Aklım mı gitti demişti o?

Duyduğumu anlamakta zorluk çekerken yüzüm de istemsizce buruşmuştu, Furkan da mimiklerimden anlamış olacak ki eliyle oturdukları sırayı gösterdi. "Neyse ki dönüşün muhteşem olmuş, ne bu güzellik."

İşte, duymak istediğim sözler bunlardı. Normalde tipe takık biri değildim ama reddedilince otomatik böyle bir güncelleme gelmişti üstüme. Son on gündür acaba daha güzel gözükseydim Cengiz o gün beni reddetmez miydi diye bile kurmuştum kafamda. "Ağzın hala iyi laf yapıyor Furkan, formundasın." dedim sırıtmayı ihmal etmemiştim, "Ceketimi asıp geliyorum," diye de ekleme yaptım.

Aslında amacım ceketimi asmak falan değildi, akıllanmaz bir platonik olduğum için gözleri hala üstümde sabitli duran Cengiz'le daha yakından konuşmak istiyordum. Askıların orada oturduğu için de böyle bir bahane bulmuştum kendime. "Tamam, as da gel hadi."

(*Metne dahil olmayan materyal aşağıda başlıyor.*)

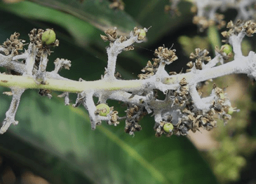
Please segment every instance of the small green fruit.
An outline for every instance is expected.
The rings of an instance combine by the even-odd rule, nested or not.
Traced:
[[[110,108],[105,104],[100,104],[96,106],[97,110],[100,112],[100,115],[107,116],[110,112]]]
[[[234,113],[234,108],[233,107],[229,107],[227,113],[231,115]]]
[[[53,43],[56,40],[56,34],[53,29],[48,29],[42,34],[42,42],[46,45]]]
[[[146,37],[146,31],[144,29],[139,29],[140,31],[139,36],[137,37],[138,40],[143,40],[144,37]]]
[[[163,125],[163,130],[166,133],[170,133],[173,129],[173,125],[170,122],[166,123]]]
[[[227,55],[229,55],[233,52],[232,47],[229,44],[225,44],[222,45],[222,48],[223,48],[223,52],[225,52]]]

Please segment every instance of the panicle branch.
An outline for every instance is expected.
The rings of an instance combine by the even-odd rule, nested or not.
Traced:
[[[22,94],[29,88],[39,89],[41,95],[49,98],[51,90],[62,91],[58,97],[65,98],[65,105],[69,104],[69,93],[77,93],[73,106],[82,104],[88,111],[92,129],[102,121],[116,126],[125,119],[125,132],[134,135],[142,129],[140,120],[151,113],[156,136],[187,135],[189,130],[196,132],[201,127],[210,131],[216,127],[217,119],[226,123],[236,110],[231,106],[224,89],[215,84],[209,97],[202,98],[201,89],[206,80],[231,73],[246,73],[252,80],[256,78],[255,53],[251,51],[243,56],[241,50],[243,38],[256,32],[256,24],[251,21],[230,22],[227,28],[229,30],[222,33],[226,44],[220,49],[216,48],[213,59],[206,50],[196,48],[190,55],[191,61],[187,63],[189,69],[185,73],[168,72],[166,65],[178,59],[176,50],[159,47],[153,62],[148,61],[138,80],[122,80],[120,73],[115,73],[117,57],[123,51],[133,50],[133,44],[142,42],[148,29],[135,27],[130,38],[119,37],[116,27],[108,29],[105,36],[101,35],[105,41],[109,42],[107,66],[102,79],[95,81],[75,81],[60,76],[58,73],[62,68],[71,66],[67,59],[57,58],[55,69],[46,71],[51,47],[59,45],[53,29],[31,31],[30,42],[24,52],[24,41],[15,33],[0,48],[0,66],[8,69],[6,73],[0,73],[0,85],[10,87],[13,94],[0,133],[4,133],[11,124],[18,124],[15,115]],[[227,62],[232,55],[234,59]],[[158,91],[165,94],[163,100],[158,99]],[[93,97],[98,97],[96,104]],[[109,108],[108,99],[123,102],[127,106],[126,116],[119,117],[114,107]]]

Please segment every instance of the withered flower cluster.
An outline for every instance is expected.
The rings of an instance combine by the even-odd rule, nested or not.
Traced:
[[[255,24],[250,21],[238,22],[236,24],[230,22],[228,28],[230,30],[224,35],[227,36],[227,42],[230,45],[226,44],[220,50],[217,49],[216,56],[213,59],[208,56],[209,52],[206,50],[196,48],[195,52],[190,55],[190,59],[194,60],[187,64],[189,69],[183,73],[166,70],[166,65],[177,60],[177,57],[175,49],[163,46],[156,49],[154,63],[150,61],[147,62],[142,70],[144,73],[138,75],[139,80],[121,79],[121,74],[115,71],[118,55],[122,51],[131,50],[134,44],[142,42],[148,31],[148,29],[137,27],[130,32],[130,38],[118,36],[116,28],[106,30],[106,36],[101,35],[105,41],[109,41],[109,46],[107,48],[107,67],[101,79],[93,83],[83,79],[72,80],[58,74],[62,68],[69,69],[71,66],[70,61],[67,59],[58,58],[54,62],[55,69],[50,72],[46,71],[50,47],[58,45],[58,41],[52,39],[55,38],[54,33],[54,36],[51,36],[50,41],[47,41],[46,44],[46,41],[43,41],[43,34],[46,31],[41,29],[31,31],[30,43],[24,53],[18,52],[17,55],[12,53],[6,55],[5,50],[8,44],[1,48],[0,66],[18,72],[24,80],[27,80],[27,77],[33,79],[34,83],[30,87],[44,88],[40,90],[40,94],[48,97],[51,97],[50,88],[41,86],[48,86],[48,81],[50,80],[53,83],[55,81],[63,84],[65,87],[70,86],[68,89],[58,86],[58,89],[64,92],[58,97],[64,97],[65,105],[69,105],[69,93],[77,93],[73,106],[83,105],[85,107],[90,116],[92,129],[101,125],[102,120],[109,125],[116,126],[121,120],[126,119],[125,132],[134,135],[135,132],[142,129],[140,120],[145,115],[151,113],[154,117],[154,128],[156,136],[163,134],[167,136],[173,134],[186,136],[189,130],[196,132],[202,128],[208,131],[213,129],[216,127],[218,118],[227,123],[231,118],[231,114],[237,111],[231,106],[224,90],[216,85],[213,85],[208,97],[201,97],[200,86],[202,83],[206,84],[206,80],[231,73],[246,73],[249,77],[256,78],[256,54],[251,51],[248,56],[243,56],[241,50],[243,36],[250,36],[256,32]],[[13,44],[12,47],[21,48],[20,43],[22,41],[18,40],[18,34],[15,33],[13,37],[15,38],[10,39],[10,41],[16,43],[18,46]],[[231,56],[231,46],[234,59],[224,63]],[[219,63],[221,64],[218,65]],[[8,83],[4,80],[6,76],[0,73],[0,85],[6,86],[5,85]],[[36,85],[40,86],[37,87]],[[50,89],[54,89],[54,87],[51,86]],[[11,124],[18,124],[15,120],[15,114],[20,97],[26,90],[18,86],[11,86],[11,88],[13,99],[0,129],[1,134]],[[162,92],[164,99],[159,98],[157,93],[159,91]],[[95,97],[98,98],[97,106],[93,99]],[[117,111],[107,106],[108,99],[123,102],[127,106],[126,115],[119,117]]]
[[[175,15],[179,12],[177,5],[181,0],[170,0],[170,6],[166,6],[165,11]],[[221,29],[226,25],[224,15],[219,12],[224,13],[228,9],[237,11],[235,22],[238,20],[249,20],[256,17],[255,0],[193,0],[191,11],[196,15],[193,17],[193,23],[198,26],[199,31],[203,31],[213,25]]]

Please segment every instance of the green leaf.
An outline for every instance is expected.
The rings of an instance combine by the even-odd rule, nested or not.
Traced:
[[[117,27],[120,34],[126,35],[135,26],[139,25],[124,11],[110,8],[109,2],[106,0],[33,0],[32,1],[36,3],[24,1],[11,5],[1,3],[1,6],[5,10],[25,17],[49,21],[60,26],[72,23],[72,20],[78,17],[81,21],[89,22],[102,31]],[[54,11],[53,9],[47,7],[58,10]],[[70,16],[71,15],[74,16]],[[69,18],[72,20],[70,20]]]

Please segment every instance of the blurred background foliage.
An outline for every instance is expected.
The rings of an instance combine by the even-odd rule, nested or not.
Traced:
[[[4,0],[0,1],[0,41],[15,31],[28,41],[33,28],[53,28],[60,40],[49,57],[48,71],[57,57],[72,61],[69,71],[61,75],[73,80],[98,80],[104,74],[107,56],[100,34],[116,27],[128,35],[135,26],[151,27],[147,41],[122,52],[116,71],[123,79],[135,79],[154,50],[164,44],[177,50],[179,59],[168,71],[186,69],[189,54],[206,48],[214,56],[213,45],[221,45],[220,31],[210,27],[201,33],[192,24],[191,3],[179,4],[180,15],[164,12],[168,1],[121,1],[119,9],[107,0]],[[226,20],[234,18],[227,12]],[[243,43],[243,53],[255,51],[255,39]],[[1,71],[4,71],[3,69]],[[124,121],[117,127],[102,123],[90,129],[83,108],[64,106],[54,92],[50,100],[36,90],[22,97],[16,120],[0,139],[1,183],[256,183],[256,123],[254,122],[255,88],[243,75],[214,80],[226,92],[235,113],[226,126],[218,122],[211,132],[191,133],[187,137],[156,138],[154,118],[141,121],[142,130],[135,137],[124,132]],[[204,89],[208,95],[213,83]],[[5,118],[11,97],[0,87],[0,118]],[[72,102],[76,95],[71,95]],[[121,104],[108,101],[119,115]]]

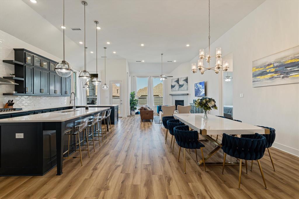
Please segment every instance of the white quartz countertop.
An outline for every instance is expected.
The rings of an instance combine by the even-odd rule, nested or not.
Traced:
[[[185,123],[202,135],[222,135],[223,133],[230,135],[269,134],[269,129],[252,124],[237,122],[215,115],[209,115],[207,120],[202,117],[203,114],[174,114],[176,119]]]
[[[88,114],[105,111],[108,109],[108,108],[105,107],[90,107],[88,110],[86,110],[85,108],[77,108],[76,111],[74,111],[72,109],[69,109],[2,119],[0,120],[0,123],[63,122]],[[66,111],[68,112],[65,112]]]
[[[77,105],[77,106],[89,106],[89,107],[97,107],[97,106],[116,106],[118,105],[111,105],[111,104],[104,104],[99,105]],[[34,107],[34,108],[23,108],[23,110],[19,111],[9,111],[5,112],[0,112],[0,115],[3,115],[4,114],[9,114],[12,113],[22,113],[22,112],[26,112],[27,111],[37,111],[37,110],[42,110],[45,109],[51,109],[52,108],[58,108],[64,107],[68,107],[68,106],[73,106],[72,104],[70,104],[69,105],[64,105],[61,106],[43,106],[43,107]]]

Kafamla onu onayladım ve merdivenlerden usul usul çıkmaya kaldığım yerden devam ettim. En arka sıranın merdivene en yakın ucunda oturan Cengiz, aramızdaki mesafe kısalınca oturuş şeklini değiştirmiş, yönünü tamamen bana çevirmişti. Nasıl davranacağımı henüz bilmiyordum, her şeyi planlayan ben bu sefer haldır huldur dalacaktım sohbete. Ona "Merhaba," deyip üstümdeki ceketi askılığa asarken de göz ucuyla yüzüne bakmaya çalışıyordum.

"Merhaba Ahu," dedi, gözlerimin içine bakmayı hiç bırakmamıştı. Normal zamanlarda bu kadar göz teması kurmadığımız için hafif gergin hissediyordum, elimi ayağımı nereye koyacağımı bilemiyordum mesela. "Nasılsın Cengiz?"

Biraz soru sormak için sormuş gibiydim, o da yüzü sirke satarken "İyiyim," demeyi tercih etmişti. "Sen de iyi görünüyorsun."

"Öyle mi?" dedim istemsizce, normal davranmaya çalıştıkça eline yüzüne bulaştıran insanlara dönmüştüm. Belli etmeyeyim derken iyice ortaya döküyordum duygularımı. "Yani öyle tabii. Senin de beni iyi görmene sevindim. Çok iyiyim hatta," dedim.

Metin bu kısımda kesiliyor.